Part of my job involves working with people from other companies who aren't as strong with objective-c. There are a lot of people that have trouble blocks for whatever reasons. I recently had a guy from another company act almost surprised that we were using "advanced features like blocks". We were a little shocked. But it just shows that not everyone is comfortable with them.

BUT, I think a better approach from the author wouldn't be to tell people not to use blocks w/ NSNotificationCenter but to make sure they know the in and outs of blocks, because blocks are amazingly powerful tools and they aren't going anywhere.

Same here. Nothing special. Everything he mentions is not specific to NSNotificationCenter with block. One has to look out for these issues whenever one uses blocks.
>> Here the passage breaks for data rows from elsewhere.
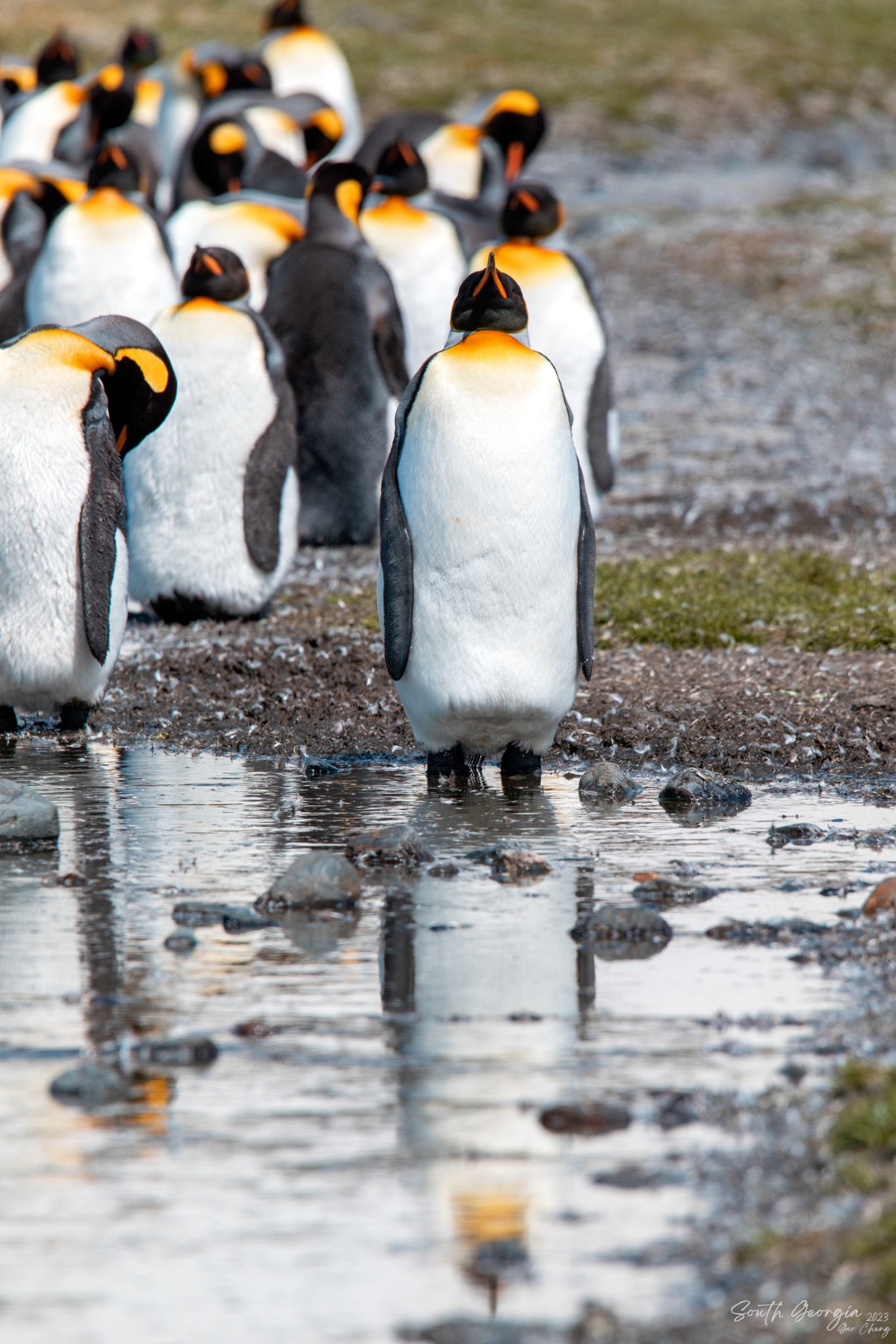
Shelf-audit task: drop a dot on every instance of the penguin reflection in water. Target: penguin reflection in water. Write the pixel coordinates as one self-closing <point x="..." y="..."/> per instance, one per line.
<point x="71" y="404"/>
<point x="213" y="496"/>
<point x="487" y="543"/>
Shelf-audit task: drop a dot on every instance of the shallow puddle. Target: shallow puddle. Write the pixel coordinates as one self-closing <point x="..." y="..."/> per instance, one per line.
<point x="379" y="1160"/>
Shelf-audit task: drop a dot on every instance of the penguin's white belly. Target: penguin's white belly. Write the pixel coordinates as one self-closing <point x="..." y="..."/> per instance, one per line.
<point x="184" y="483"/>
<point x="92" y="265"/>
<point x="255" y="232"/>
<point x="489" y="483"/>
<point x="45" y="659"/>
<point x="426" y="266"/>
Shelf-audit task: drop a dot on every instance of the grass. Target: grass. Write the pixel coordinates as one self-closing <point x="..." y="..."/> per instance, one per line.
<point x="739" y="597"/>
<point x="630" y="62"/>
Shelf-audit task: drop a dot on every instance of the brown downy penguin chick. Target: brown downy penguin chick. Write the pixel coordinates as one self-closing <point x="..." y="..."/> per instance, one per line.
<point x="566" y="324"/>
<point x="213" y="499"/>
<point x="332" y="306"/>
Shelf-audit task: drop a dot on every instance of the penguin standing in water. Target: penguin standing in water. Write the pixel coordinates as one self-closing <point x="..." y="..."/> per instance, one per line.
<point x="71" y="404"/>
<point x="487" y="543"/>
<point x="105" y="253"/>
<point x="213" y="495"/>
<point x="421" y="250"/>
<point x="332" y="306"/>
<point x="566" y="324"/>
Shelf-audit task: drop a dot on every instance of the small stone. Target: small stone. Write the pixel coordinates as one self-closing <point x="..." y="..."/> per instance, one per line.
<point x="596" y="1117"/>
<point x="606" y="780"/>
<point x="386" y="845"/>
<point x="518" y="864"/>
<point x="27" y="820"/>
<point x="882" y="898"/>
<point x="317" y="881"/>
<point x="179" y="1053"/>
<point x="91" y="1086"/>
<point x="624" y="925"/>
<point x="443" y="870"/>
<point x="797" y="832"/>
<point x="180" y="942"/>
<point x="672" y="891"/>
<point x="703" y="789"/>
The NSAssert macro caught me by surprise too.

By the way, you can prevent the retain cycle in NSAssert using libextobjc's @weakify and @strongify macros.
Indeed, the NSAssert cycle surprised me too.

libextobj is great.

Another issue with NSAssert is that it's #ifdef-ed out in release mode.

So it can introduce reference cycles that only exist in debug mode, that prevent you from spotting premature deallocations that only become apparent in release mode.

(Of course, you QA in release mode. But it's annoying not catching that stuff early)

Pretty much my take on it as well. Nothing out of the ordinary here except the NSAssert, but I got that before the summer.